Al contar la historia de esta humilde familia negra, Acosta consigue algo difícil. Excepto en las guerras contra España, ellos se mantienen en su mayor parte marginados de la historia; e incluso entonces, como señala amargamente el antiguo esclavo Kortico, no son más que instrumentos de los blancos que mandan. Pero Acosta se las arregla para infundir esa existencia marginal no solo de dramatismo (varias conmovedoras historias de amor aparecen tejidas a lo largo del libro), sino además de una grandeza épica, en marcado contraste con el prosaico mundo de 1995, en el cual, como comenta Oscar, “la gente se casa nada más por las raciones extra de cerveza y cake, para poder hacer una fiesta”. La cualidad grandiosa de esta era pasada se ve ayudada por el hecho de que su cronología, como la del mito y la epopeya, es siempre un tanto nebulosa, lo que nos hace sospechar desde el principio que Oscar es un narrador no del todo fiable.

La novela se despliega como un juego de cajas chinas, cada una de las cuales arroja al abrirse una luz distinta sobre lo sucedido anteriormente. Llegado su último tercio, sin embargo, se zambulle en el reino de lo mítico (donde nos enteramos del origen del talismán de la pata de puerco) y más tarde en el de lo puramente freudiano, y estas dos repentinas vueltas de tuerca no funcionan tan bien como el resto. De todos modos, hay que decir que el tema omnipresente de la esquizofrenia (el libro está dedicado a la hermana de Acosta, Berta, y su tía Lucía, ambas víctimas de la misma enfermedad) acaba por asumir interesantes matices sociales y metafísicos.
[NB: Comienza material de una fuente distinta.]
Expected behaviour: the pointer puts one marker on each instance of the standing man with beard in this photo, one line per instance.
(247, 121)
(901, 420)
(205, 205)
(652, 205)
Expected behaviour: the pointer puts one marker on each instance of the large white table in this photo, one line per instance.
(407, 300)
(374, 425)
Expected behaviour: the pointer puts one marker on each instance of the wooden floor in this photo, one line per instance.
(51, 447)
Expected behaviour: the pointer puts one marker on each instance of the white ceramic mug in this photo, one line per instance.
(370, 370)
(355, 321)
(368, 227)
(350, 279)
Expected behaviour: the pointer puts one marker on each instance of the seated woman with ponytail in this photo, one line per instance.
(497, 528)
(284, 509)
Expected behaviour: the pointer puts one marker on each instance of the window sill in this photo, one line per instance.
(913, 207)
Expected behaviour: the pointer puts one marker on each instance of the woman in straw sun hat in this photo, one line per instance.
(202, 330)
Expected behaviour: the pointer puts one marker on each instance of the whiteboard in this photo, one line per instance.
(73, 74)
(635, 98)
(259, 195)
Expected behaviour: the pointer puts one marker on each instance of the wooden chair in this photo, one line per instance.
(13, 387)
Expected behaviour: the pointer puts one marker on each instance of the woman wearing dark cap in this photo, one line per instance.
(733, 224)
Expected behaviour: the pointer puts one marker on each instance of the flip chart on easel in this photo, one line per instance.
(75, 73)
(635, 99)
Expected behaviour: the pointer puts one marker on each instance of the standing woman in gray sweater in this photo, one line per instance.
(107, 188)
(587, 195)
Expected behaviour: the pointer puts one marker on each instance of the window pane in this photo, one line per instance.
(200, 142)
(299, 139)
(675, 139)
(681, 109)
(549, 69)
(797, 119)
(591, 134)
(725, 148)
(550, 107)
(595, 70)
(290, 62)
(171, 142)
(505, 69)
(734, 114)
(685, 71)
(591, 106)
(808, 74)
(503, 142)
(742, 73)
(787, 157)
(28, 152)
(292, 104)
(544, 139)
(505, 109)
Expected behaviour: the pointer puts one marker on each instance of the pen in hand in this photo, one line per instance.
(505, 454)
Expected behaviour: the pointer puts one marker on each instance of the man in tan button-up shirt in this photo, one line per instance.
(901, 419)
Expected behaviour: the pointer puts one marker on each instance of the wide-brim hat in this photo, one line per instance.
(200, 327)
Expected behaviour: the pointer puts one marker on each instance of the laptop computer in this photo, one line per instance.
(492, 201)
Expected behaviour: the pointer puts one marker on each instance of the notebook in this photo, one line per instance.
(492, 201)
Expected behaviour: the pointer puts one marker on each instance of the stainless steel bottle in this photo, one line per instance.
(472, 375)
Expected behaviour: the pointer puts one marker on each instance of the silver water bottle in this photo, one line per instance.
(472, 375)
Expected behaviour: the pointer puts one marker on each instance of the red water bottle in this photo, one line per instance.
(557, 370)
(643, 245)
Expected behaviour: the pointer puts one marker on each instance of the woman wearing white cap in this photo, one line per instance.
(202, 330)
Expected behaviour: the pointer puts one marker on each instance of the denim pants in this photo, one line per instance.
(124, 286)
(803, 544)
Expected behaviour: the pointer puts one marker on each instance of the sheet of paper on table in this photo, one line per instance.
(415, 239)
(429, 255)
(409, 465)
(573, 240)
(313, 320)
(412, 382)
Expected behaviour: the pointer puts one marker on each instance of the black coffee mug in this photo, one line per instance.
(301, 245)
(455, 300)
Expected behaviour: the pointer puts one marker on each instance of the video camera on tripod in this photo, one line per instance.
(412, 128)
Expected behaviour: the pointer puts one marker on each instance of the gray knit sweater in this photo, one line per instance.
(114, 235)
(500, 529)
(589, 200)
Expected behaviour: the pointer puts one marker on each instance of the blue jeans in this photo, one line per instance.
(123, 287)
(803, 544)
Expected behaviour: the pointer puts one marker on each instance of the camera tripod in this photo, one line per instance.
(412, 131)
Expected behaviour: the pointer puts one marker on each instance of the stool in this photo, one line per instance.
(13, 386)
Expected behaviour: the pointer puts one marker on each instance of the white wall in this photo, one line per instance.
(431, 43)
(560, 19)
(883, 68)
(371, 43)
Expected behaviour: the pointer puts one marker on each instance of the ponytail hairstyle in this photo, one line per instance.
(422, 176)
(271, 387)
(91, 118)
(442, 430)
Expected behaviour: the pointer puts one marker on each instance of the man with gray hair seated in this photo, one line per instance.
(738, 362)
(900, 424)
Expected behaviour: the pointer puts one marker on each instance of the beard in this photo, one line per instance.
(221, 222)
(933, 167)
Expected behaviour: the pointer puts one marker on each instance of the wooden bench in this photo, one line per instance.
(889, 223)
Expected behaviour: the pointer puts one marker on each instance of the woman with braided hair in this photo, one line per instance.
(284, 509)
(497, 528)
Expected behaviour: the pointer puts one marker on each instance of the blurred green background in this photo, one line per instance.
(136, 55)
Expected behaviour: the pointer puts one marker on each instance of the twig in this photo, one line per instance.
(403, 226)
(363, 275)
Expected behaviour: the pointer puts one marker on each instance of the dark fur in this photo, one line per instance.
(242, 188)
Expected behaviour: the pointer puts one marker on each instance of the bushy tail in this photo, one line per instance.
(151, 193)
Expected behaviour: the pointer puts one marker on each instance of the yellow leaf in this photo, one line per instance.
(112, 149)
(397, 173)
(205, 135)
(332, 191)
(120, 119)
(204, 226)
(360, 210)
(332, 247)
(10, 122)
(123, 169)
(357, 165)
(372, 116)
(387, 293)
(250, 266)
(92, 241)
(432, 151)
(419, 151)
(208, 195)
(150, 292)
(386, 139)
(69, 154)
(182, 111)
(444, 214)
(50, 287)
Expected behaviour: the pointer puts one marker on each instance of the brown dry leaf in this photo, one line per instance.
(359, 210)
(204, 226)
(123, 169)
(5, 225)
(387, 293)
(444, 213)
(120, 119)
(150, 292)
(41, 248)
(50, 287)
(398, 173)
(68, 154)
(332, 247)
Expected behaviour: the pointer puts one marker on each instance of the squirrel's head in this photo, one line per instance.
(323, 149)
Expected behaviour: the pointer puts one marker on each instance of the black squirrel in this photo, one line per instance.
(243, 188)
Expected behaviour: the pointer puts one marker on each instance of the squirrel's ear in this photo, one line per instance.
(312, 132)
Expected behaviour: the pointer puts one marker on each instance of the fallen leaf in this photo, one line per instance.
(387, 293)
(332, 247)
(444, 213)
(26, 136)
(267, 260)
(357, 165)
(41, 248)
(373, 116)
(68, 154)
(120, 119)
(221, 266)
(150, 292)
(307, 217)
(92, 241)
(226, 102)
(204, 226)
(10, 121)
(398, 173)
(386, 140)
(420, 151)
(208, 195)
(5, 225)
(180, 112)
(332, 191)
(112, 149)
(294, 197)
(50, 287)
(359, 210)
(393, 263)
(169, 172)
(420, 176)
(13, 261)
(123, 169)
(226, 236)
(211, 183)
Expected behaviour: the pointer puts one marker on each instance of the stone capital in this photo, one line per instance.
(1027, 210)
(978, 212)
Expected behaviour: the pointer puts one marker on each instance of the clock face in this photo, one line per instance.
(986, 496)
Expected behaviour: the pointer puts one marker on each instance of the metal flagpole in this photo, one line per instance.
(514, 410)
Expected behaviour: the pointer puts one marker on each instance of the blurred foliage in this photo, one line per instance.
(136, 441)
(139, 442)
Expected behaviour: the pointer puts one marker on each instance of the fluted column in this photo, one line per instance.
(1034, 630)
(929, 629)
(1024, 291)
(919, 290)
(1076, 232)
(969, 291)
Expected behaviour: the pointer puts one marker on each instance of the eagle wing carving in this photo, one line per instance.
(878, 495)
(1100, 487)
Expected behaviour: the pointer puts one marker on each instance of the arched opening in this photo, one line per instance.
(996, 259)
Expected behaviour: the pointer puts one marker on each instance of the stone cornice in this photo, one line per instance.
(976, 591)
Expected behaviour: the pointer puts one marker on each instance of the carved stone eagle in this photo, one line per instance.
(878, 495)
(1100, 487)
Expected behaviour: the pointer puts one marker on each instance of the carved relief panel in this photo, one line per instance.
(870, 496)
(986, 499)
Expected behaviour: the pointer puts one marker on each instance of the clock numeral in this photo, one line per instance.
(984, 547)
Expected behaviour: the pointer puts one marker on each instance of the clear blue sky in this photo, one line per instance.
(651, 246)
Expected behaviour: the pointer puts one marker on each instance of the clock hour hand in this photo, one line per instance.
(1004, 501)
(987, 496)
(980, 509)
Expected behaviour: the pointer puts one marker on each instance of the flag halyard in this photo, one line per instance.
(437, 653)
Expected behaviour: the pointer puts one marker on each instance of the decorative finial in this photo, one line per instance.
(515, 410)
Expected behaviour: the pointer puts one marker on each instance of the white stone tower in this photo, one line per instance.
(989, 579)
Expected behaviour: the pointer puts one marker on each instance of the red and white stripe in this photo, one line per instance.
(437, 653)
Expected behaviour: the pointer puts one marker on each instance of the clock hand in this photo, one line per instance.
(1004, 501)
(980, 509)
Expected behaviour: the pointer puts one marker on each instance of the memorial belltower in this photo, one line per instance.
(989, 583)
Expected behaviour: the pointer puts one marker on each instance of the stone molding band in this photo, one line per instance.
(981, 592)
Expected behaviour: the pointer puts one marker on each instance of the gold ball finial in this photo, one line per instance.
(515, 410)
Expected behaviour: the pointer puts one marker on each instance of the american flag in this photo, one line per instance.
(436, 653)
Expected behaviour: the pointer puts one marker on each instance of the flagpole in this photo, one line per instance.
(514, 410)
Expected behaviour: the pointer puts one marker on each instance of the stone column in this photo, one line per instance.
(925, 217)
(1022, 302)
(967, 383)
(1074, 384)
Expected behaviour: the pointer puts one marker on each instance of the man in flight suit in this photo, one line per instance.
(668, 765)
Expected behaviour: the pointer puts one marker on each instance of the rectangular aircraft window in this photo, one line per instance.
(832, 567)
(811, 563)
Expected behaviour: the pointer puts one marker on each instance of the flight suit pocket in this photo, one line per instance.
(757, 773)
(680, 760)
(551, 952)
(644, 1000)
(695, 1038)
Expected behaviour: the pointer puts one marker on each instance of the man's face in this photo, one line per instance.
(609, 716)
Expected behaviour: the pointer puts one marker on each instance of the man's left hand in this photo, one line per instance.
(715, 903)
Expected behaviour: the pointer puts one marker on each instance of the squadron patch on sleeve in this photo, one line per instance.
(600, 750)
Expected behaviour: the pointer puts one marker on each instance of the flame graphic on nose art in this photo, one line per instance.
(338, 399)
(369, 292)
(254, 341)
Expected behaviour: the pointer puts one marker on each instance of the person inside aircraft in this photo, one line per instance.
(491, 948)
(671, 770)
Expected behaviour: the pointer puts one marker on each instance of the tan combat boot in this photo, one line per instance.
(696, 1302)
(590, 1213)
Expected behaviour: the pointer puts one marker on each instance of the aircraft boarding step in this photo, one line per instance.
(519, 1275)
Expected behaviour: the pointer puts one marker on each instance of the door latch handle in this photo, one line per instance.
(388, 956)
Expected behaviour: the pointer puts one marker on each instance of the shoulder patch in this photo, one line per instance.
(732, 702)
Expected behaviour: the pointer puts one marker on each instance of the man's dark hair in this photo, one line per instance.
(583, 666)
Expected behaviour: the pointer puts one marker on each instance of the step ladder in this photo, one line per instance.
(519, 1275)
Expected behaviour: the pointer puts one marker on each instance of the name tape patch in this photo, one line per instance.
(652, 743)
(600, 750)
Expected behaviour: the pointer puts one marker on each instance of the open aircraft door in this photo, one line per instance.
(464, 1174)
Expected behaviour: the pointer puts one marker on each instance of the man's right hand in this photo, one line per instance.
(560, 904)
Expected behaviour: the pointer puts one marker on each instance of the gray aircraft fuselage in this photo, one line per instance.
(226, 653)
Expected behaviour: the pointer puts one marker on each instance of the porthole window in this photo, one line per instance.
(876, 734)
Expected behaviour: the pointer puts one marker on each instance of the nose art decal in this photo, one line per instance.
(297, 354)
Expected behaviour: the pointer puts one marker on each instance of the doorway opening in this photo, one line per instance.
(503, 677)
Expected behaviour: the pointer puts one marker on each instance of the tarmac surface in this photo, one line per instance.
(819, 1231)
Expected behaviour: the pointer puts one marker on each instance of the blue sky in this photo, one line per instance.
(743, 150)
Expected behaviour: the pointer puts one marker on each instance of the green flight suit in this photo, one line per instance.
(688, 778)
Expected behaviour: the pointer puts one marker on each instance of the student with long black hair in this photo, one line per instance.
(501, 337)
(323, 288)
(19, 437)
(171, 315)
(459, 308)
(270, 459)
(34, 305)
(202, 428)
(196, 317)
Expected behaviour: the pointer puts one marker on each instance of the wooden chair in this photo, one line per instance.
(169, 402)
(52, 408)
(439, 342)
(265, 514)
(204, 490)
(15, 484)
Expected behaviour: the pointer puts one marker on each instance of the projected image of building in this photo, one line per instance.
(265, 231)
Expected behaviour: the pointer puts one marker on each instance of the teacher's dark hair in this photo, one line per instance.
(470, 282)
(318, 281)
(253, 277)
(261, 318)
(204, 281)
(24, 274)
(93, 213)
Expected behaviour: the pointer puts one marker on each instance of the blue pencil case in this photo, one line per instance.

Algunos críticos han comparado Pig’s Foot con Cien años de soledad; sin entrar en detalles (para no hacer adelantos innecesarios), yo podría decir que la dicotomía entre el vívido mundo épico de Pata de Puerco y la desvaída realidad de 1995 —una dicotomía que llegado cierto momento acaba convirtiéndose en una encrucijada—me recuerda mucho más el Quijote.

Dejando a un lado las consideraciones raciales, políticas, literarias y metafísicas, la novela de Carlos Acosta tiene una virtud que acaba eclipsando todas las demás: es una lectura gustosa, que agarra y satisface. Espero impaciente su próximo libro, tanto como espero impaciente cualquiera de sus otros muchos y variados proyectos. (Me pregunto también qué habrá sido de aquella crucecita de metal y azabache que dejé atrás en Barrancas, hace ya tantos años. ¿Dónde estará ahora? ¿Se habrá juntado con la pata de puerco?)

Debe señalarse que, a los hispanoparlantes, este libro de un autor cubano que se cuenta a través de múltiples cortinas de humo nos llega a través de otra: una traducción al inglés. Afortunadamente, Frank Wynne (traductor y escritor nacido en Irlanda y que ha ganado numerosos premios) hace un trabajo más que excelente. Dejando a un lado ciertas objeciones menores, Wynne canaliza el estilo coloquial de Acosta a la perfección. Aquí y allá, el argot callejero de Oscar podría sonar un poquitín demasiado británico (hasta para oídos británicos), pero es algo que no puede evitarse. Los lectores cubanos saborearán la versión inglesa de un refrán particular que tiene que ver con las guayabas verdes.